Here I don’t want to discuss this book, but most articles in it reject the knowledge argument. As I see it, the essence of Jackson’s article is that the idea that the world is entirely physical is false because of the knowledge argument. However, I think – and I am not the only philosopher who thinks so – that Jackson confuses two levels. One level is how the world is like; another level is how we know about the world. The first level is a matter of ontology (how things are), the second level is a matter of epistemology (how we describe and know about things). To take an analogy, look at this picture: 


You can describe the colour of this square as pink. But even in case you see and describe this colour rightly as pink, you still don’t know how this pink is constituted. For it can be made by mixing the colours red, green and blue (RGB), but it can be made also by mixing the colours cyan, magenta, yellow and black (CYMK). Rightly interpreting the colour as pink and knowing how it is constituted are two different things. Ignoring the saturation, brightness and hue of a colour, this pink can be described technically by its RGB values 235-184-198. Alternatively it can be described also by its CMYK values 5-35-11-2. Nevertheless you don’t know how the colour is produced, if you know only the description. Analogously, a description of the world doesn’t say how the world is constituted. So, say, someone states that the world can be described entirely in physical terms, then the knowledge argument shows that this view is not right, but it doesn’t refute the view that the world is entirely physical.

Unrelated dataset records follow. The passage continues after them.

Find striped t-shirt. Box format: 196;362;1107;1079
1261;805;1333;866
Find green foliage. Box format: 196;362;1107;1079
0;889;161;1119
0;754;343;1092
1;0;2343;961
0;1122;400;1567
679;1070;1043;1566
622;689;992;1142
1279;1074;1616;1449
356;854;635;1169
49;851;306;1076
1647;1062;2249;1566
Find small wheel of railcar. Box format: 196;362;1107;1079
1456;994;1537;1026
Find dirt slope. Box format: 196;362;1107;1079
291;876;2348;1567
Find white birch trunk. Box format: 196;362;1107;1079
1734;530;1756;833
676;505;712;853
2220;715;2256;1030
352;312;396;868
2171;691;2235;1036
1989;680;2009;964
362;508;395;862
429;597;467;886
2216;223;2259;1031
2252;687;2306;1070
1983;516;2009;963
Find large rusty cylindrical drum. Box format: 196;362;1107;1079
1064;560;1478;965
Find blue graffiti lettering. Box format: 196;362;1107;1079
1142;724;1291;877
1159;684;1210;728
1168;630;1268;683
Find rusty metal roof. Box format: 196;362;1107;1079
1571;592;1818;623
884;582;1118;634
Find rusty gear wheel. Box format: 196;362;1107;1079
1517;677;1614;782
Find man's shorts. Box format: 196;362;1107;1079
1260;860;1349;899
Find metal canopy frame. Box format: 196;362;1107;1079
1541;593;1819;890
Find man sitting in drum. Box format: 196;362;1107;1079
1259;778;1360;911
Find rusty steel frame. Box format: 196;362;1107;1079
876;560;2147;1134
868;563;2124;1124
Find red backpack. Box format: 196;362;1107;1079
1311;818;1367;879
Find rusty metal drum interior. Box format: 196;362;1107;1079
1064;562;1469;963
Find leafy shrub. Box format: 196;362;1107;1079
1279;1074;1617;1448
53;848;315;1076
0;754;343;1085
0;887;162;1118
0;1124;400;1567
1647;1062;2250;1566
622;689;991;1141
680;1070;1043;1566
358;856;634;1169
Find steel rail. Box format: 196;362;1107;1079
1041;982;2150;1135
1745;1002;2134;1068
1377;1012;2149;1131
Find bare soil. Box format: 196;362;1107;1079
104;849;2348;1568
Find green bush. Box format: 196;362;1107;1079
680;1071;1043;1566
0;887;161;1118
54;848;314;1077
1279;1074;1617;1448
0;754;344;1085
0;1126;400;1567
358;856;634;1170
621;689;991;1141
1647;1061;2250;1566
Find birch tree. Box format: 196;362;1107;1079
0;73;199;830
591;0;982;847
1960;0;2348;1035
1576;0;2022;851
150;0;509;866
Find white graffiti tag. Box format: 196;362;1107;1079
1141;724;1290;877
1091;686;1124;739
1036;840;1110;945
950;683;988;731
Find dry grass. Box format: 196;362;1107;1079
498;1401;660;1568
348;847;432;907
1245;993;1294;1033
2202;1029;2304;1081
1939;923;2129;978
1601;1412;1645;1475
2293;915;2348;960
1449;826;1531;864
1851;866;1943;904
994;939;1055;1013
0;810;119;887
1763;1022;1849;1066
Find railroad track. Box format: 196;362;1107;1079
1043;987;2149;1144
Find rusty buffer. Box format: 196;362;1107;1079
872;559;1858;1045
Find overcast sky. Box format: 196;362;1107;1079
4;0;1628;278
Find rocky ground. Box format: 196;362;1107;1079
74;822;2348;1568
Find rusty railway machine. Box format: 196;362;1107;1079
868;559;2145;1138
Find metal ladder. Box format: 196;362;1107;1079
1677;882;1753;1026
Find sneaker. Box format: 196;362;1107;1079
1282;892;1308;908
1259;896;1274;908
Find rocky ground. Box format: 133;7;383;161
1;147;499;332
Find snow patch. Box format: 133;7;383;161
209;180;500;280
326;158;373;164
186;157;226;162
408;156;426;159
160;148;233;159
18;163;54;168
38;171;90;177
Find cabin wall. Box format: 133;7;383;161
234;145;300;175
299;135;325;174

I think that the thesis that the world is entirely physical is false. For example, meaning and culture are two non-physical phenomena. What red is like is another case in point. But this physicalism thesis is not false because of the knowledge argument.

Sources
- Frank Jackson, “What Mary Didn’t Know”, in: The Journal of Philosophy, Vol. 83, No. 5. (May, 1986), pp. 291-295.
- Sam Coleman (ed.), The Knowledge Argument. Cambridge: Cambridge University Press, 2019.
- Tim Crane, “The Knowledge Argument is an Argument about Knowledge”, in Coleman (2019), pp. 15-31.